Scaling Refinery effectively involves choosing the right balance between vertical and horizontal scaling.

Vertical vs. Horizontal Scaling 

We recommend prioritizing vertical scaling (adding resources to existing nodes) over horizontal scaling (adding more nodes) whenever possible. This approach:

  • Reduces cluster size
  • Decreases the amount of peer-to-peer communication traffic
  • Simplifies management by having fewer nodes to maintain

Focus on ensuring fewer nodes can handle your peak load effectively before considering adding additional instances.

Important
Refinery’s maximum throughput is limited by single-thread CPU performance. If Refinery is not using all allocated CPU but is still falling behind processing incoming traffic, adding more CPU to a single host will not increase throughput. In this case, increase cluster size to add parallel Refinery instances.

Managing Queues and Mapping Resources 

Queues control how spans are buffered before sampling. Proper queue configuration ensures that Refinery can handle peak load efficiently.

Configuring IncomingQueueSize 

The IncomingQueueSize value sets the maximum number of spans that a Refinery host can receive and queue for sampling.

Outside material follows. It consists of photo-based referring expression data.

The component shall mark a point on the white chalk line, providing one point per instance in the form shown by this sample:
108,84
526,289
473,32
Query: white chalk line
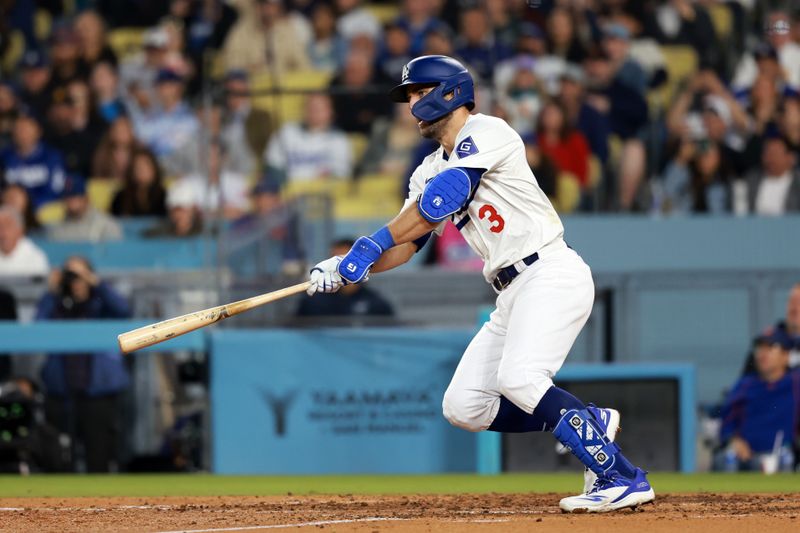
286,526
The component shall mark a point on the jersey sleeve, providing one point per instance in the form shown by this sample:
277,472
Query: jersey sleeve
483,143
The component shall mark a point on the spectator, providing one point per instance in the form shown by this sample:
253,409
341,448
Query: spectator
355,20
587,119
786,51
565,146
562,38
313,149
531,49
327,48
683,22
138,72
280,222
355,300
16,196
106,92
73,128
697,179
245,130
184,216
8,111
19,256
762,409
626,111
418,19
721,118
257,41
82,221
205,26
91,31
391,145
523,99
8,311
396,51
170,124
790,325
83,389
143,194
438,41
221,192
356,99
477,45
65,54
543,168
113,156
36,78
616,44
32,163
504,20
775,189
789,121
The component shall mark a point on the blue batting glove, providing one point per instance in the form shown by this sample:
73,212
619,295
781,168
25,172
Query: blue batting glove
355,265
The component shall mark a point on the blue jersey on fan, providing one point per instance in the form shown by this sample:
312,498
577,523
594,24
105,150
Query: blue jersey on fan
41,172
756,410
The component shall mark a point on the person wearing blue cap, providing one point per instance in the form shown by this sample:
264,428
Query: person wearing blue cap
760,415
32,163
171,123
82,221
35,77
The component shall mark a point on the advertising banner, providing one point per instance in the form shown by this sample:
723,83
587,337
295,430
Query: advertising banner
335,401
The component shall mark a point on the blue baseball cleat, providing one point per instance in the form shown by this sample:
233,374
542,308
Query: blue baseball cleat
609,421
610,492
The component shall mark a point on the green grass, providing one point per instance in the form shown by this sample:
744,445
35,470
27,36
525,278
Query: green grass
209,485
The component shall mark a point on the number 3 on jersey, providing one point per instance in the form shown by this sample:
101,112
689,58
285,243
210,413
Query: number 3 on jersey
487,211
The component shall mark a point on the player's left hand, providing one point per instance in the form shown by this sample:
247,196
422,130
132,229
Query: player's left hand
324,276
355,265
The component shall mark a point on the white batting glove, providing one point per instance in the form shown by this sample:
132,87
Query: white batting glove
324,277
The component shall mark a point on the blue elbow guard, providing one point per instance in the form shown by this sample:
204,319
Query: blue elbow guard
445,193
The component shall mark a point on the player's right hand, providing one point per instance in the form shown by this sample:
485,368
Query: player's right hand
324,277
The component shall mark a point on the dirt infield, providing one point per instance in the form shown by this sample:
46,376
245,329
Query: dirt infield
486,512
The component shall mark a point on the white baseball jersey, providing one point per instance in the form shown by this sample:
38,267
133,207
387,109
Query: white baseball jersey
509,217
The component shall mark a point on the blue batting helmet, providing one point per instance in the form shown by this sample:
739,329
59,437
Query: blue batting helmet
448,75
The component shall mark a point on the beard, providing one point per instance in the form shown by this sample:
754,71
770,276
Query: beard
434,130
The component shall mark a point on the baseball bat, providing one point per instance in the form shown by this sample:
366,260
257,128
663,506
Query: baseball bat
173,327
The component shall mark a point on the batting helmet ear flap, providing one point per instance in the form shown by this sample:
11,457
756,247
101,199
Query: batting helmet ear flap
447,75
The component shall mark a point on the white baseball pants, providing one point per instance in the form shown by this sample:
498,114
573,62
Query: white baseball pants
525,342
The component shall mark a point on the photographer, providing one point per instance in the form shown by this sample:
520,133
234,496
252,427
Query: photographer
83,388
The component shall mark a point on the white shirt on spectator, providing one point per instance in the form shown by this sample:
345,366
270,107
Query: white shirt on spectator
358,21
788,57
231,191
306,155
771,196
26,259
165,132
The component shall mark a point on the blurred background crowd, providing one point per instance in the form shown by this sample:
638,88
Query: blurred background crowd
154,120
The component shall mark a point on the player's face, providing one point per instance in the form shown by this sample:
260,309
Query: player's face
429,130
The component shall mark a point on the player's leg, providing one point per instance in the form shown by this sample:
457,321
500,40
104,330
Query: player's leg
548,310
472,399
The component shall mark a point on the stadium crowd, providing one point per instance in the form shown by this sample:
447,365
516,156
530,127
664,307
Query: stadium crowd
661,107
188,113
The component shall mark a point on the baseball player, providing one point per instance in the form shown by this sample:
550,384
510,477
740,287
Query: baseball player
479,180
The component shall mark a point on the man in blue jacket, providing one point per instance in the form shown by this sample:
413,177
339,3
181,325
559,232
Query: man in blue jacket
83,389
762,412
31,163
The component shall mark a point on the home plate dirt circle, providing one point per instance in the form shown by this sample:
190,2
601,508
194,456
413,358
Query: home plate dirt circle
448,513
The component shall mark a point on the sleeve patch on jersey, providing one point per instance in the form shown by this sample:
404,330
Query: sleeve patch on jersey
466,147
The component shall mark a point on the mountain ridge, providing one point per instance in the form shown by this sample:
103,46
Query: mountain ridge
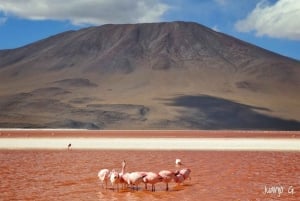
143,65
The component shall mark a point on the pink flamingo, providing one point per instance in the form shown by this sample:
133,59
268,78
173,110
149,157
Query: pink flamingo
152,178
167,177
185,172
178,178
135,178
103,175
123,175
114,179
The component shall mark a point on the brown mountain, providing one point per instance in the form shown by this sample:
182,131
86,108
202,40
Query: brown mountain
176,75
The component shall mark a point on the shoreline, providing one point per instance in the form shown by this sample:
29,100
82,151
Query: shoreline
62,133
159,144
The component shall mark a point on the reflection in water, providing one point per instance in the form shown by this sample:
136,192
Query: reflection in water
72,175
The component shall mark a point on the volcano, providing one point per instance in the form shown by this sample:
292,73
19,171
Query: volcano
173,75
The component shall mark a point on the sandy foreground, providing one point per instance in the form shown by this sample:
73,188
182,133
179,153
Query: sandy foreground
151,140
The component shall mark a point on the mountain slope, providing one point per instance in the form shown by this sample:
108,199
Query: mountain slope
135,76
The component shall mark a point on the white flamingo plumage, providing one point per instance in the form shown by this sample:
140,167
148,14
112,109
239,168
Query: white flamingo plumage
114,179
167,177
135,178
103,176
185,172
152,178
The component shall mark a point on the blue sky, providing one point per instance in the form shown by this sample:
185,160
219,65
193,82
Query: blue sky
271,24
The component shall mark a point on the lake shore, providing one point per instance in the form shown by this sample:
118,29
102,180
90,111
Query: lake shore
62,133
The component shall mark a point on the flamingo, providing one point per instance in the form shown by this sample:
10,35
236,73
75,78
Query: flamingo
103,175
152,178
114,179
167,177
178,178
123,178
185,172
69,146
135,178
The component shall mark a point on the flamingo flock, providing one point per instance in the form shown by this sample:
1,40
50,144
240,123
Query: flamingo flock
132,180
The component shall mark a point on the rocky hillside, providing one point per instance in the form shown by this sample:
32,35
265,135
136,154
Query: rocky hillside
176,75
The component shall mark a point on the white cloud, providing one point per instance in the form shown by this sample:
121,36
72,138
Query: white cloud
221,2
93,12
215,28
280,20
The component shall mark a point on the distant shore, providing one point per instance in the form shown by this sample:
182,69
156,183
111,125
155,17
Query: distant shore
62,133
159,144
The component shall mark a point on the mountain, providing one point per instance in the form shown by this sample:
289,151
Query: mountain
175,75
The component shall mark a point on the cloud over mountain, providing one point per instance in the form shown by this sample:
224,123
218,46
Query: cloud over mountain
279,20
86,12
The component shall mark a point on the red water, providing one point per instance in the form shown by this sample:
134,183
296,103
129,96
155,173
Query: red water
72,175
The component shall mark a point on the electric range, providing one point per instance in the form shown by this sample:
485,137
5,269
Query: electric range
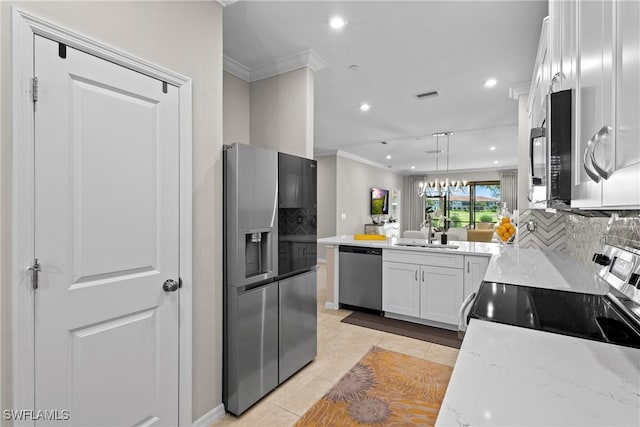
613,318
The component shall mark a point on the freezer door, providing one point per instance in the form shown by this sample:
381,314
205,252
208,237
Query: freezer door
254,366
298,323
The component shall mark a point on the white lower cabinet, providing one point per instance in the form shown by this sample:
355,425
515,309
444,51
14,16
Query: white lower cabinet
429,286
475,268
441,291
401,288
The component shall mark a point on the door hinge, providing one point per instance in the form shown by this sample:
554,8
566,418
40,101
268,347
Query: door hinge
35,269
34,89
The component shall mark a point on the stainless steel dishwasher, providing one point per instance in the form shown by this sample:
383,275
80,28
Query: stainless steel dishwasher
360,277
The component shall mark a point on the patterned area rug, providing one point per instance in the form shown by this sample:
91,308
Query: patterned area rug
384,388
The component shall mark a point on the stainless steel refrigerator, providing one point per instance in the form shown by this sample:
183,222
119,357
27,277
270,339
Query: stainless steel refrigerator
270,323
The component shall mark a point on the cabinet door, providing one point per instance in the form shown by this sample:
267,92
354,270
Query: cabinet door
475,267
622,189
440,293
594,99
401,288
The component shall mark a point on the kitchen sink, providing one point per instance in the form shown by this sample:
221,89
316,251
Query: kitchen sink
428,245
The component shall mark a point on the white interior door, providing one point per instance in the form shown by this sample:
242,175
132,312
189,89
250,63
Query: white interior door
107,237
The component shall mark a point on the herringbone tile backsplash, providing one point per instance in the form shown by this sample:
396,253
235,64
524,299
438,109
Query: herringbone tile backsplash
578,236
549,234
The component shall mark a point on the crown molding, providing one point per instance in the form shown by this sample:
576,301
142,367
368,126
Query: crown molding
307,58
225,3
519,89
351,156
239,70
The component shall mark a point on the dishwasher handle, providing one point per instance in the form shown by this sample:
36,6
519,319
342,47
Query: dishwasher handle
361,250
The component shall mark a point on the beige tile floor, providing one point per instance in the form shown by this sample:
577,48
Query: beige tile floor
340,346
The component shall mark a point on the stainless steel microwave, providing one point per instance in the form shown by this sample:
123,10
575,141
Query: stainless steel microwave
550,154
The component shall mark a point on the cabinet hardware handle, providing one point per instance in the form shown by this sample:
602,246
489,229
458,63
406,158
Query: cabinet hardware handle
598,138
463,309
594,176
557,78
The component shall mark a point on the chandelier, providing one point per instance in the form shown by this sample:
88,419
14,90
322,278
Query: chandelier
439,188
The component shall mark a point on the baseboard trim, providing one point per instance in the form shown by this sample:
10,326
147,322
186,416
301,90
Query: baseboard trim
210,417
330,306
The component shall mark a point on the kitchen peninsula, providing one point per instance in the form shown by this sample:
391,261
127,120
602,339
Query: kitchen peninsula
421,283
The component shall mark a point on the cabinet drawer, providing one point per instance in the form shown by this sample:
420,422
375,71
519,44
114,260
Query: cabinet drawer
424,258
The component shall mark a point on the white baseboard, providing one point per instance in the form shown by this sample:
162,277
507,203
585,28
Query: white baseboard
330,306
210,417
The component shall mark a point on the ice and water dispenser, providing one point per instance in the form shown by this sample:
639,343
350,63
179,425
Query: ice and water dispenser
257,252
251,227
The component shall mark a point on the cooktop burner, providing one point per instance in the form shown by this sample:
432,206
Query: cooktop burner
586,316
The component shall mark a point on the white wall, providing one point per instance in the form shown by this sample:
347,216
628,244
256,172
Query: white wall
327,196
236,124
186,37
282,112
353,182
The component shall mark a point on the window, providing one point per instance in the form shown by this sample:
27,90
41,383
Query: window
466,207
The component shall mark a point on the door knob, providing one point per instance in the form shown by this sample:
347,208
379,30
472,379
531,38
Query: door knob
170,285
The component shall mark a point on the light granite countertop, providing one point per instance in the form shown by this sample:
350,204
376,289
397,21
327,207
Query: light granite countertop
543,269
510,376
506,375
464,248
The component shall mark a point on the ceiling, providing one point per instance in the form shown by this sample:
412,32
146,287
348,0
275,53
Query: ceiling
403,49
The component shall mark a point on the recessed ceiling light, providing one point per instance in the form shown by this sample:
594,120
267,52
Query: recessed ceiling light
337,22
490,82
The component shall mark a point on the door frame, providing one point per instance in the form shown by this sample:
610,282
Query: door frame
24,26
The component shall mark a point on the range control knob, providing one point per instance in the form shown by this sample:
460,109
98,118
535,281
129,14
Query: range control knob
601,259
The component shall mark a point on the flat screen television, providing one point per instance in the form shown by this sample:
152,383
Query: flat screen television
379,201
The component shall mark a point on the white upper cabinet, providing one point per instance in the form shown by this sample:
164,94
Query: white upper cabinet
562,44
606,148
623,186
541,79
594,99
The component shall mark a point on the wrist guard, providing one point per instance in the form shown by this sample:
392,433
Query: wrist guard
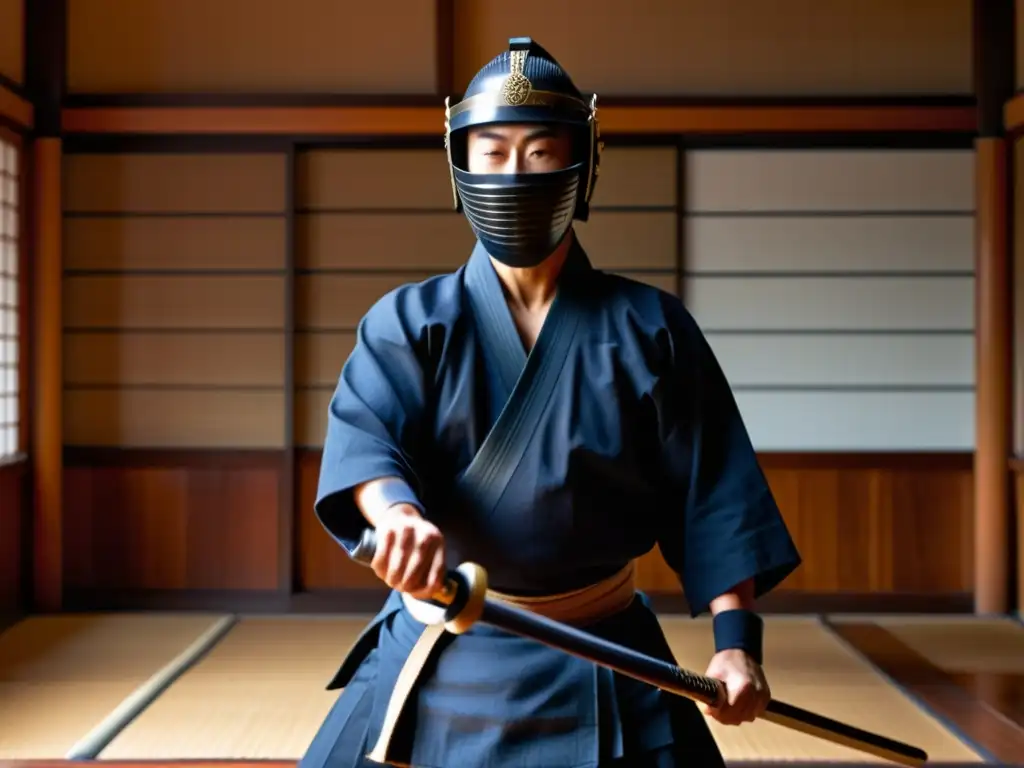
739,629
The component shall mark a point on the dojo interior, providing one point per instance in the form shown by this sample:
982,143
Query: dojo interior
201,200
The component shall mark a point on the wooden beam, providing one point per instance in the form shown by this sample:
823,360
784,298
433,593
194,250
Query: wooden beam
994,66
444,47
14,110
425,121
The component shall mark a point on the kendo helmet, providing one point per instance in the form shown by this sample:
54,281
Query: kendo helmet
520,218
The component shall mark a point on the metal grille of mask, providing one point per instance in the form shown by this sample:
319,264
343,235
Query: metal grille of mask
522,216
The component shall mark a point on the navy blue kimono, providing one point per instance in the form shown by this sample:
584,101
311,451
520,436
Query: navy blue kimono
552,469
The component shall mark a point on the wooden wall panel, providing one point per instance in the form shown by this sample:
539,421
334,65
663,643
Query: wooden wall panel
174,300
150,521
732,47
823,279
12,40
348,207
13,486
1018,297
878,525
322,562
323,46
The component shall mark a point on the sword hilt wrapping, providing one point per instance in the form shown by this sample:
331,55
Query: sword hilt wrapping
462,596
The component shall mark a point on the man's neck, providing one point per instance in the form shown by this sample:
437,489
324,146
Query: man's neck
532,289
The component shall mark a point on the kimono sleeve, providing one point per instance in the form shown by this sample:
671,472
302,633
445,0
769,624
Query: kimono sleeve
722,525
376,413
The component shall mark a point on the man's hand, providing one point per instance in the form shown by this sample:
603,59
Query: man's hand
410,552
745,686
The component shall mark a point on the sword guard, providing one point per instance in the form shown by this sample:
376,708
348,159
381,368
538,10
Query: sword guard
459,603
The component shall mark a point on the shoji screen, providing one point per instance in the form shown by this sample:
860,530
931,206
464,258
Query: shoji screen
10,337
174,300
837,289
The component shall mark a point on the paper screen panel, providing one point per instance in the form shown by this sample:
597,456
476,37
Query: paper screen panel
835,288
174,299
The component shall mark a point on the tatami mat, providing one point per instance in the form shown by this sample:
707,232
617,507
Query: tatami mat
808,667
60,676
962,643
258,694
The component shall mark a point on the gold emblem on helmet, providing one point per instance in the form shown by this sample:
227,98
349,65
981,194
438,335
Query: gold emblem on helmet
516,87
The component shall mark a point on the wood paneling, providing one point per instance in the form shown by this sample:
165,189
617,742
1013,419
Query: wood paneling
407,120
12,40
178,46
13,486
732,47
154,520
876,524
1018,509
15,110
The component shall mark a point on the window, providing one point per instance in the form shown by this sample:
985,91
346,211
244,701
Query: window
9,336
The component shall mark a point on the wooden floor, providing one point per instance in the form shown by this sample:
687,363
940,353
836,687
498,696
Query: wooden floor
985,709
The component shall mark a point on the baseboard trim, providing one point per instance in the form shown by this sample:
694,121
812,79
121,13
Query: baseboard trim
370,600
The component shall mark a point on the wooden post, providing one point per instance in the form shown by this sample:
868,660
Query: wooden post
46,31
994,74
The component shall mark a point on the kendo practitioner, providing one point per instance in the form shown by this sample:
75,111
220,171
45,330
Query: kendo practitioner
552,423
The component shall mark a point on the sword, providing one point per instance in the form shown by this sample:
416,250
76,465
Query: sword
463,601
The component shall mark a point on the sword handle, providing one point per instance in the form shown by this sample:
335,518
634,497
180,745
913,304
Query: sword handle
462,595
366,549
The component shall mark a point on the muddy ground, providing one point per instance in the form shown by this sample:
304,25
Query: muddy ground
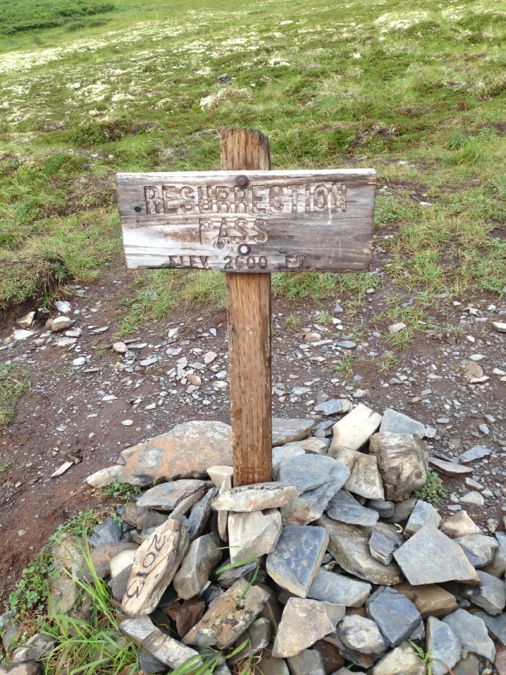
87,414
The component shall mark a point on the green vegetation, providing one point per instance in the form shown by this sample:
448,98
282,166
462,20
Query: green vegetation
12,386
30,15
121,491
433,490
30,594
32,590
91,644
345,366
417,93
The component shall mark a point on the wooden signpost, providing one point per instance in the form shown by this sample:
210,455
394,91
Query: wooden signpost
248,221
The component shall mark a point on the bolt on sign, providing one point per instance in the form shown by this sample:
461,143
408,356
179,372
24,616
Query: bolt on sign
249,221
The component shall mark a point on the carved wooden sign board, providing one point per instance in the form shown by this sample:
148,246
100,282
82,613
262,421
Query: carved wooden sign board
248,221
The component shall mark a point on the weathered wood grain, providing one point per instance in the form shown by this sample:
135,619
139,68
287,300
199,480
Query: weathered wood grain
248,220
249,323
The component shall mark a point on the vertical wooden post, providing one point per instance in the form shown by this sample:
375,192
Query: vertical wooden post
249,320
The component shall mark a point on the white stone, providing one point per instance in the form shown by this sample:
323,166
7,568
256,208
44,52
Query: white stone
355,428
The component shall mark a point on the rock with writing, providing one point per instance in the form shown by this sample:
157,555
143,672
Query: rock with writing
156,562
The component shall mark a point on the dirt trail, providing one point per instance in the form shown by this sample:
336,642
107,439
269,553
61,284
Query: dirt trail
76,413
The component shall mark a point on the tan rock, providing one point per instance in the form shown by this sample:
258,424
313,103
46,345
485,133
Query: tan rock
302,624
430,599
459,525
156,562
184,452
349,545
228,616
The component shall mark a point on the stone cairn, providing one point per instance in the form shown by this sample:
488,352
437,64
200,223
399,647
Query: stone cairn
333,565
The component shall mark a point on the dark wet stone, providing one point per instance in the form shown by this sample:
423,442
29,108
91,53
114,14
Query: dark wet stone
108,532
430,557
395,615
340,589
297,557
472,633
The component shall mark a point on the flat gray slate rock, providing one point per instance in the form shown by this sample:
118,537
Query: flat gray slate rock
472,633
334,406
394,613
430,557
258,497
318,479
479,548
347,509
384,540
297,557
339,589
496,625
308,662
156,643
309,472
490,595
289,430
166,496
443,645
477,452
423,514
349,545
302,624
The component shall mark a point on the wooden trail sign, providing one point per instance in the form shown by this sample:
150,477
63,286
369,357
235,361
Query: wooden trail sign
248,221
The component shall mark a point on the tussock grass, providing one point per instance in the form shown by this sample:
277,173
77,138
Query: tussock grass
418,94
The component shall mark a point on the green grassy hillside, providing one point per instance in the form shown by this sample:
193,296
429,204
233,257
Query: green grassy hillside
416,91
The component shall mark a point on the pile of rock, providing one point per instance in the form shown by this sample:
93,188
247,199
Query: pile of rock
333,565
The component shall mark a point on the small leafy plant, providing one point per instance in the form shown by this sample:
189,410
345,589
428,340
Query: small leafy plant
433,490
120,490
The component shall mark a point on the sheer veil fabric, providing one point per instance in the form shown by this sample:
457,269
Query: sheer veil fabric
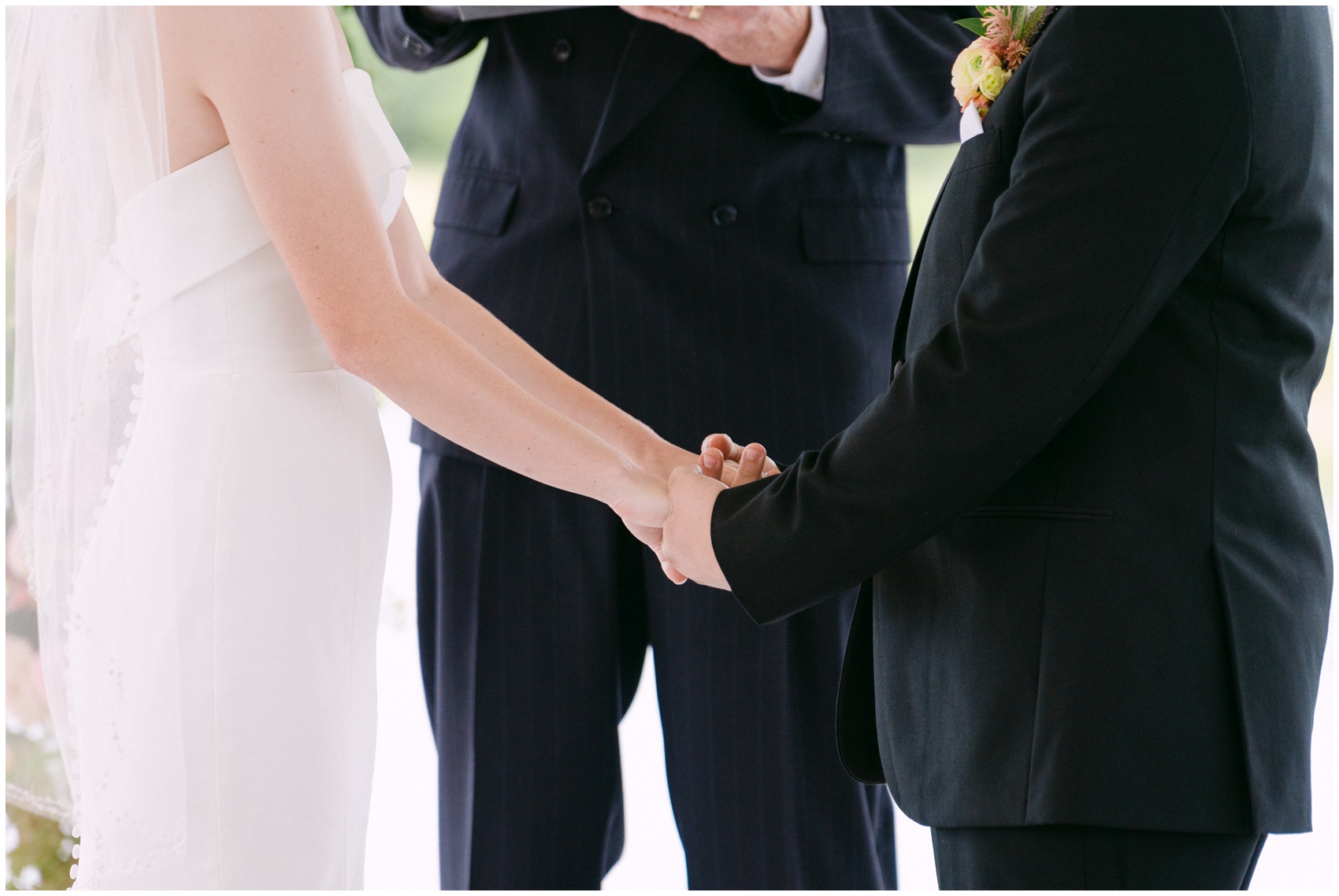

Monitor the current queue size using the collector_incoming_queue_length metric and watch for incoming_router_dropped values above 0.

Interpreting Queue Length Metrics 

Understand what queue behavior tells you about Refinery’s ability to handle incoming traffic.

  • Temporary increases: Normal during traffic spikes when Refinery temporarily cannot process incoming data at arrival rate.
  • Rising trend: Indicates Refinery is gradually falling behind the incoming load.
  • Queue at maximum: Indicates Refinery cannot handle peak load and is dropping data.

Scaling Guidance 

Use these steps to decide how to adjust queues, CPU, and cluster size for optimal performance.

  1. Memory check: If memory_inuse is within 80% of allocated memory, try increasing IncomingQueueSize to absorb load.
  2. Queue size limitation: Increasing queue size delays failure but does not increase overall throughput.
  3. CPU scaling: To increase throughput, identify whether CPU is the bottleneck and scale CPU resources accordingly.
  4. Horizontal scaling: Add instances only if vertical scaling is insufficient.

Configuring PeerQueueSize 

The PeerQueueSize value sets the maximum spans that can be received from peer Refinery hosts and queued for sampling.

Apply the same scaling strategy as IncomingQueueSize, but note that adding instances to reduce peer queue length has diminishing returns: more peers increase overall cluster communication overhead, reinforcing the preference for vertical scaling.

Configuring AvailableMemory 

The AvailableMemory value sets the maximum amount or RAM that Refinery can use for processing and queues.

Setting Initial Memory Values 

Set memory values to ensure Refinery has enough headroom for normal operation.

Example
For a 4GB system, set AvailableMemory to ~3.4GB and MaxMemoryPercentage to 75% (~2.5GB usable).

Tuning Memory for Stability 

Adjust memory allocations to prevent restarts and handle peak load safely.

Monitor process_uptime_seconds for unexpected restarts. If Refinery restarts due to Out-of-Memory exceptions or the host’s Out-of-Memory Killer, either increase the memory made available to the Refinery host or reduce MaxMemoryPercentage to provide more headroom.